Merge lp:~stgraber/apport/bug1445064 into lp:~apport-hackers/apport/trunk
Status: | Merged |
---|---|
Merged at revision: | 3052 |
Proposed branch: | lp:~stgraber/apport/bug1445064 |
Merge into: | lp:~apport-hackers/apport/trunk |
Diff against target: |
168 lines (+121/-4) 4 files modified
data/apport (+54/-4) lib/systemd/system/apport-forward.socket (+12/-0) lib/systemd/system/apport-forward@.service (+11/-0) test/test_apport_forward.py (+44/-0) |
To merge this branch: | bzr merge lp:~stgraber/apport/bug1445064 |
Related bugs: |
Reviewer | Review Type | Date Requested | Status |
---|---|---|---|
Martin Pitt (community) | Needs Information | ||
Review via email: mp+283752@code.launchpad.net |
Description of the change
This is the implementation of https:/
The original implementation of this feature was a security nightmare and had to be reverted. This new design should be safe as the host will never actually execute any code, just contact a pre-existing apport setup and forward the crash to it.

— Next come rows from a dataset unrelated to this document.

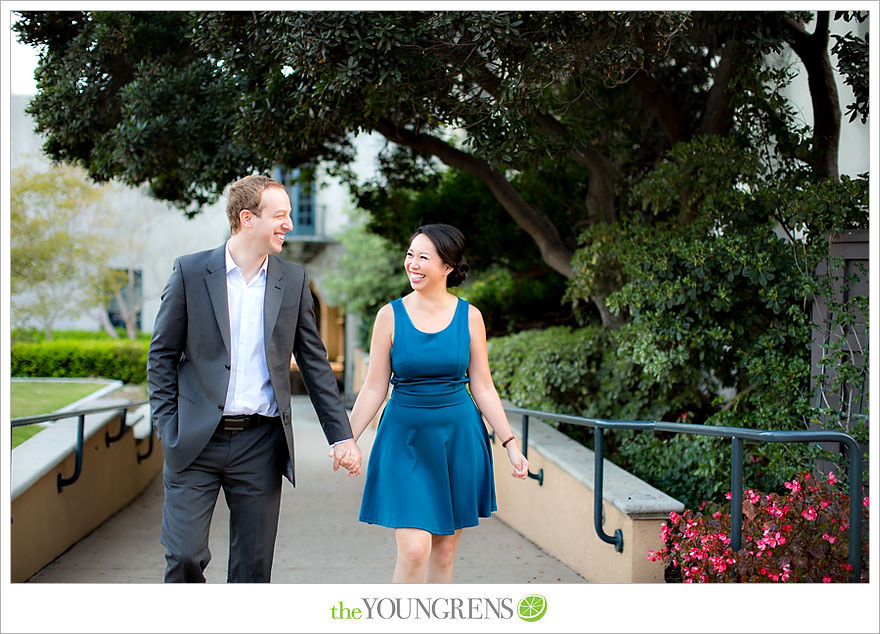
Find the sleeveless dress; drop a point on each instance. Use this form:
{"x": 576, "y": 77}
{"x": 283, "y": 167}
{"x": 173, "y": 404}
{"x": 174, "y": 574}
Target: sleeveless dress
{"x": 430, "y": 465}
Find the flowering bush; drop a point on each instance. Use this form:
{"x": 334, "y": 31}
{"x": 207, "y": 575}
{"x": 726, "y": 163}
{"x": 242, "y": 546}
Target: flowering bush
{"x": 799, "y": 536}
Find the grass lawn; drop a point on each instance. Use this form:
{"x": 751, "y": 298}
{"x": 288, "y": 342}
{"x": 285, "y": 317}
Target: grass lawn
{"x": 29, "y": 398}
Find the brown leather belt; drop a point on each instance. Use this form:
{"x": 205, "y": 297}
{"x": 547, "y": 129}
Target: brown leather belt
{"x": 246, "y": 421}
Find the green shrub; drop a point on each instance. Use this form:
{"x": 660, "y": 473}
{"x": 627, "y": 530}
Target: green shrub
{"x": 581, "y": 372}
{"x": 121, "y": 359}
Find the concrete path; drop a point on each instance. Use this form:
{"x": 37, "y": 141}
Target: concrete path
{"x": 319, "y": 540}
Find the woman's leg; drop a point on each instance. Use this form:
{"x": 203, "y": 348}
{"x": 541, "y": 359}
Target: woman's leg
{"x": 413, "y": 551}
{"x": 442, "y": 559}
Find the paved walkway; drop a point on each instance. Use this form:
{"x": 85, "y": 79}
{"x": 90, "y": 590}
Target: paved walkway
{"x": 319, "y": 537}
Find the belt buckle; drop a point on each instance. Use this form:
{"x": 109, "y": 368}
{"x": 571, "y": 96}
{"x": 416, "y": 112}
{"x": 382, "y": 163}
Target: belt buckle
{"x": 236, "y": 423}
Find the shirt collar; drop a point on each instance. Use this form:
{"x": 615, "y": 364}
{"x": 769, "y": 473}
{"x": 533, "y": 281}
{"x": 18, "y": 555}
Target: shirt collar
{"x": 231, "y": 265}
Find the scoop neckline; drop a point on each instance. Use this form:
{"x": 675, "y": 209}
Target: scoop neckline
{"x": 435, "y": 332}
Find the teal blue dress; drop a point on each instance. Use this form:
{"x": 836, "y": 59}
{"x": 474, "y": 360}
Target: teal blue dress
{"x": 431, "y": 464}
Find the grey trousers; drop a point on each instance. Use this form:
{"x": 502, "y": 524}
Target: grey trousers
{"x": 248, "y": 465}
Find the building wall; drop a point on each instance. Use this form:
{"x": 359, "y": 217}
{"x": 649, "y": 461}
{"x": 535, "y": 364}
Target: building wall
{"x": 854, "y": 155}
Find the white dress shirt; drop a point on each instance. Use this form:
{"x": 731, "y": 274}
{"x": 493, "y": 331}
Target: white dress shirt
{"x": 250, "y": 389}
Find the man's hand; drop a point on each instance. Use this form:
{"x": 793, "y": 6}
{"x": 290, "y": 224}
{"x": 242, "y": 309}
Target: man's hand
{"x": 346, "y": 454}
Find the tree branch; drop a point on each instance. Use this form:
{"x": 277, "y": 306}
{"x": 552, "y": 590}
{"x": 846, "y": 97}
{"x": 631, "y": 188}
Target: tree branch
{"x": 533, "y": 222}
{"x": 717, "y": 118}
{"x": 661, "y": 104}
{"x": 813, "y": 52}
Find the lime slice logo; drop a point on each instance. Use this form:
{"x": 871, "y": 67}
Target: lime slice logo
{"x": 532, "y": 607}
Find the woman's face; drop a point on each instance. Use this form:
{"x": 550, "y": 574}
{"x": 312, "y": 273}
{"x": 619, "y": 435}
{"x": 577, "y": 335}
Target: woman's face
{"x": 423, "y": 264}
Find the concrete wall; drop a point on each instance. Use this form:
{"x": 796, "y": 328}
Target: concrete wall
{"x": 558, "y": 515}
{"x": 46, "y": 522}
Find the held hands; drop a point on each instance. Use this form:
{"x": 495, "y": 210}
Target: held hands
{"x": 346, "y": 454}
{"x": 519, "y": 461}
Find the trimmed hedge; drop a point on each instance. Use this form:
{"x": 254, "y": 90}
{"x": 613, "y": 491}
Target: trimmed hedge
{"x": 121, "y": 359}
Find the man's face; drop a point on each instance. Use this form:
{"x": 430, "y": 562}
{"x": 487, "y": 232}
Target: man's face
{"x": 274, "y": 219}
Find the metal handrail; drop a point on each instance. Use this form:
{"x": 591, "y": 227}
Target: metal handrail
{"x": 81, "y": 419}
{"x": 737, "y": 436}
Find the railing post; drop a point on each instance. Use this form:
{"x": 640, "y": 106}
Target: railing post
{"x": 598, "y": 496}
{"x": 108, "y": 439}
{"x": 854, "y": 476}
{"x": 534, "y": 476}
{"x": 144, "y": 456}
{"x": 62, "y": 481}
{"x": 736, "y": 494}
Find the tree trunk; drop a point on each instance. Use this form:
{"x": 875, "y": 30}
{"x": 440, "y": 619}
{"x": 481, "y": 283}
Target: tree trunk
{"x": 104, "y": 319}
{"x": 553, "y": 250}
{"x": 813, "y": 52}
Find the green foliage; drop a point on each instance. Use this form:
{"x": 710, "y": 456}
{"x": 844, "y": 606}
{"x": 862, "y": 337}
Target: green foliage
{"x": 125, "y": 360}
{"x": 369, "y": 274}
{"x": 852, "y": 53}
{"x": 723, "y": 304}
{"x": 510, "y": 303}
{"x": 574, "y": 371}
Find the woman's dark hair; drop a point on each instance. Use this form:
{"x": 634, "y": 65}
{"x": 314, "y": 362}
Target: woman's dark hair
{"x": 450, "y": 245}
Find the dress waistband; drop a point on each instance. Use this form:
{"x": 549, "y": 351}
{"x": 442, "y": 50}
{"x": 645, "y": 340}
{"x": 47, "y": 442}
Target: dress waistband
{"x": 407, "y": 395}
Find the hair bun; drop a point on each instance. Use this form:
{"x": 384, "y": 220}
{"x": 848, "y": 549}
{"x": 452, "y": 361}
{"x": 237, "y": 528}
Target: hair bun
{"x": 457, "y": 275}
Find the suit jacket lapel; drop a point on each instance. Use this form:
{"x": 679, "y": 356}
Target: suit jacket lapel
{"x": 272, "y": 301}
{"x": 215, "y": 279}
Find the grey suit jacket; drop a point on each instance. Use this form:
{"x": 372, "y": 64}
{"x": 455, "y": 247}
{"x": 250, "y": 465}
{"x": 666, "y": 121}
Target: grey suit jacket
{"x": 188, "y": 365}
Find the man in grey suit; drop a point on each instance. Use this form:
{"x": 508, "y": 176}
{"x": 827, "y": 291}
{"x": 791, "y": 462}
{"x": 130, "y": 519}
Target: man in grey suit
{"x": 219, "y": 380}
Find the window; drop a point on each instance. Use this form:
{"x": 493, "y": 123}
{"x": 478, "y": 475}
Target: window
{"x": 126, "y": 298}
{"x": 300, "y": 186}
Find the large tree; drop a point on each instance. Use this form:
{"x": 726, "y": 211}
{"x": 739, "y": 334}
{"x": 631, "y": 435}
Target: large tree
{"x": 187, "y": 101}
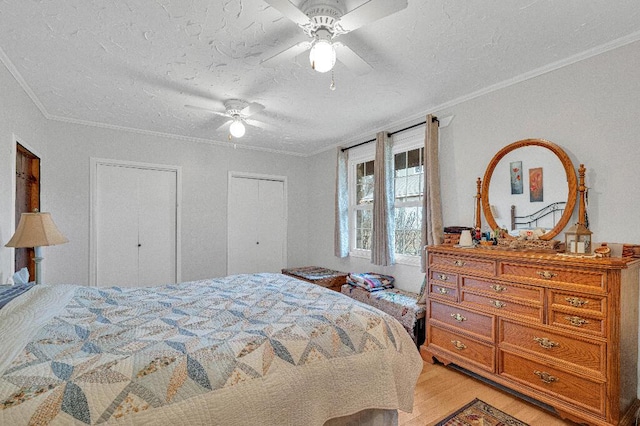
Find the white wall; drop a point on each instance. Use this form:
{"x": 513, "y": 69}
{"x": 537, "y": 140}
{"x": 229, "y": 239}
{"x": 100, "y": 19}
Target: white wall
{"x": 66, "y": 149}
{"x": 19, "y": 118}
{"x": 590, "y": 108}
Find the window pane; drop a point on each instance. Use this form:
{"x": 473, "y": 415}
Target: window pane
{"x": 364, "y": 188}
{"x": 408, "y": 230}
{"x": 364, "y": 223}
{"x": 400, "y": 164}
{"x": 413, "y": 158}
{"x": 368, "y": 168}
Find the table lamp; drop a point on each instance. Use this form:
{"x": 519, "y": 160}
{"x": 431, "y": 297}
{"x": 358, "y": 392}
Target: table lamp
{"x": 36, "y": 230}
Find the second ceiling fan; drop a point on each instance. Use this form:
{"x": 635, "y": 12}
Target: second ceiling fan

This change introduces a couple of systemd units to setup a new /run/apport.socket UNIX socket. Upon receiving a container crash, the host apport looks for that socket in the crashed process' root. If found, it attempts to connect to it, then send the command line arguments it received along with its stdin.
Systemd in the container spawns apport whenever a crash happens, apport then connects to the host through the fd it receives from systemd and receives the stdin fd as well as the argument list from the host.
It then mangles its own sys.stdin and sys.argv to match what's sent by the host, then continues execution as normal.
The code change is pretty self contained, only new external dependency is on python3-systemd.
Ok, so the code looks good to me, the only problem is that it doesn't work.
It's not entirely clear to me why it doesn't. The host does get the crash, finds the container's socket and sends the crash over to it. The container's apport kicks in, parses the argument line just fine and then fails during actual crash parsing due to the crashed process no longer existing.
I don't get why the crashed process disappears though, I thought the kernel was supposed to keep it around until the crash handler exists, however the host side of the crash handler sure is still running (in fact doesn't seem to want to die for some reason)...
So basically the two remaining issues are:
- The crashed process appears to be destroyed by the kernel before the handler exits.
- The handler seems to never exit, apparently stuck on recv() of the unix socket, despite the remote end having long exited. This may be a weirdness of systemd's socket handler, you'd think that with accept=True it'd close the socket on exit of the service, but it doesn't appear to do so.